Higher spending and new entitlements: coalition policy on early education


Despite the increasingly worrying position of the public finances, the urge to spend more appears to be hardwired into politicians and can be resisted only with the greatest of exertions. One area where the Autumn Statement outlines plans to increase public spending is childcare and early education.

As I suggested in an earlier blog post, childcare policy is in a mess. Its rationale is confused – is it about ‘fairness’, or about improving later educational performance and thus boosting social mobility (the evidence of its potential here is not overwhelming), or just about getting mothers back into work? Should government be involved at all – and if so, as a provider or simply a funder? What should the content be? Does it matter? Do we really need a national curriculum for the Zingzilla generation?

Throwing money at the area without a clear objective and a means of assessing its success is not what we should be doing, but it seems to be what’s happening. The government had already committed to offering free nursery or early education places (the announcements were characteristically hazy) to the most disadvantaged two-year-olds. Now, at an estimated extra cost of £380 million a year, this provision is to be extended to a total of 260,000 children – around 40% of the age group.

This is a pretty large disadvantaged group.

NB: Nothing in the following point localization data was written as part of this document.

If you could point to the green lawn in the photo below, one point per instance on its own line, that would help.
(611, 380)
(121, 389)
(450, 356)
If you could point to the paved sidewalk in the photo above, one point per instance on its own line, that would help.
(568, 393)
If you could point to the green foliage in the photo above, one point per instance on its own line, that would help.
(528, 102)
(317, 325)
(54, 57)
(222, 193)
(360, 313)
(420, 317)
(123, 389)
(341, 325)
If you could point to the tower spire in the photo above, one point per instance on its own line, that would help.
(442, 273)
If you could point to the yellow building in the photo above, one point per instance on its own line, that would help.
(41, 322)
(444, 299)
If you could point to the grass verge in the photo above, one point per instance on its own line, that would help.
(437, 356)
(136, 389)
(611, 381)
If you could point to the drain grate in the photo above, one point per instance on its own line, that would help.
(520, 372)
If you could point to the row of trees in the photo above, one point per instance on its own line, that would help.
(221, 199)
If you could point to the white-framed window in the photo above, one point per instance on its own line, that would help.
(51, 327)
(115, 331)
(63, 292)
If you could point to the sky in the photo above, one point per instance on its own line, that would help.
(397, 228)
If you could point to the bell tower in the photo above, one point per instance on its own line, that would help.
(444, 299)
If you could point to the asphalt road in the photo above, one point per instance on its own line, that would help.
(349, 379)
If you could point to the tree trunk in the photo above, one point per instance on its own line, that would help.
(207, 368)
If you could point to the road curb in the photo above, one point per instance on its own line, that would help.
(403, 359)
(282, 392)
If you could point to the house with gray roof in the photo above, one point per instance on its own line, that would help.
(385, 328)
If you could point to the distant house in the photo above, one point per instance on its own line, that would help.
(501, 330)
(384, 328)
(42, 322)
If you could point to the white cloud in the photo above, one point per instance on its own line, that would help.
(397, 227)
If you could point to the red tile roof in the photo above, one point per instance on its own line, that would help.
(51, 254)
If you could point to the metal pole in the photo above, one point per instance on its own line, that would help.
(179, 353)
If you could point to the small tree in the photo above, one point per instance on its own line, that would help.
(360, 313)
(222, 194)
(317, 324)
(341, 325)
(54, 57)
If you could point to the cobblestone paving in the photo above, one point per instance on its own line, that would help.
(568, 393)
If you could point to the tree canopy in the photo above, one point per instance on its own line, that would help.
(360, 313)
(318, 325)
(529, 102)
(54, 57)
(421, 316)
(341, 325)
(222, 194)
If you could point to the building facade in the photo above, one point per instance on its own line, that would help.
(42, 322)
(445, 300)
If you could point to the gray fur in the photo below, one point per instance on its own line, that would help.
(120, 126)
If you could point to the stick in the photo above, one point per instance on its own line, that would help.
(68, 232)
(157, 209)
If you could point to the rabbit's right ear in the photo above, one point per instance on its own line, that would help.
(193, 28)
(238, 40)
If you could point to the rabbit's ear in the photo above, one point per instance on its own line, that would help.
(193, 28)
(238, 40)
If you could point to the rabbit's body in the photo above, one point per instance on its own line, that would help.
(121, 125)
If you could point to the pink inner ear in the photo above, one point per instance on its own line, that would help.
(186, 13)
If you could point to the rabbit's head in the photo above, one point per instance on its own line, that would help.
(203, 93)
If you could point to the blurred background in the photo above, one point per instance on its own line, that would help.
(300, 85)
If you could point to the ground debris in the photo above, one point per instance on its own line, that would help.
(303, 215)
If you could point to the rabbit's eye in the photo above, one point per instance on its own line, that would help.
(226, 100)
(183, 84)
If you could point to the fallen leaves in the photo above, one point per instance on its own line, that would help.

Quite how the lucky recipients are to be chosen has not been decided: consultation is taking place. The usual criterion in these cases is eligibility for free school meals, which is related to families receiving various welfare benefits or with working tax credits but earning below a low ceiling. Only approximately 20% of children are currently eligible, so this new offer will require some additional as-yet-unexplained mechanism to determine who is eligible to join this wider group.

How many of these extra places will be taken up is anybody’s guess. Many of this 40% will already be in some form of childcare already and may stick with it, despite the costs they currently incur. The arrangements for new places are unlikely to be ideal for parents. Many of the poorest are in minority ethnic groups, where family childcare arrangements may anyway be preferred at very young ages. If provision is confined to the 15 hours a week currently offered to all 3 and 4 year-olds, it will not be particularly helpful for parents who work or might be tempted into working. If the places are largely in nursery departments of primary schools, as is distinctly possible, they may be unsatisfactory in such important matters as nappy-changing (most two-year-old starters will not be toilet-trained) and personal attention, where strict rules about being alone with children and touching them are likely to apply.

To the extent that the numbers in ‘free’ formal childcare are expanded, this is likely to increase the pressure on nurseries and other providers – and raise prices for those who have to pay for their own children to be looked after. There is already a shortage of affordable childcare in many areas, mainly as a consequence of regulation which has raised costs, increased entry barriers and driven out many informal childcare providers. Those who lose out will be the squeezed middle once again. City slickers and the Notting Hill crowd will still have their nannies and au pairs, but working people on modest and shrinking real incomes may find paid childcare becomes an impossibility.

It seems bizarre that, at a time when all existing state spending should be under intense scrutiny, we are blithely expanding state spending into another new area and creating an entitlement which will be difficult to remove when, as seems likely, it becomes clear that it is not proving a huge success in even its own confused terms.

One can only conclude that this is a sop by George Osborne to Lib Dem activists – or else that David Cameron is desperately seeking to keep Mumsnet on board at a time when women voters seem to be turning against him.

Len Shackleton is an Editorial and Research Fellow at the IEA and Professor of Economics at the University of Buckingham. He was previously Dean of the Royal Docks Business School at the University of East London and prior to that was Dean of the Westminster Business School. He has also taught at Queen Mary, University of London and worked as an economist in the Civil Service. His research interests are primarily in the economics of labour markets. He has worked with many think tanks, most closely with the Institute of Economic Affairs, where he is an Economics Fellow. He edits the journal Economic Affairs, which is co-published by the IEA and the University of Buckingham.


1 thought on “Higher spending and new entitlements: coalition policy on early education”

  1. Posted 02/12/2011 at 13:39 | Permalink

    I found this measure infuriarating for three reasons.

    1. The last thing we want is another load of means-testing for benefits in kind.

    2. There was no call for it. The Major government eventually caved in (with a voucher system) after years of pressure. I did not approve, but the pressure had become impossible to resist.

    3. The obvious way to increase access to child care is to de-regulate it. But why choose de-regulation when you can just spend some more money instead?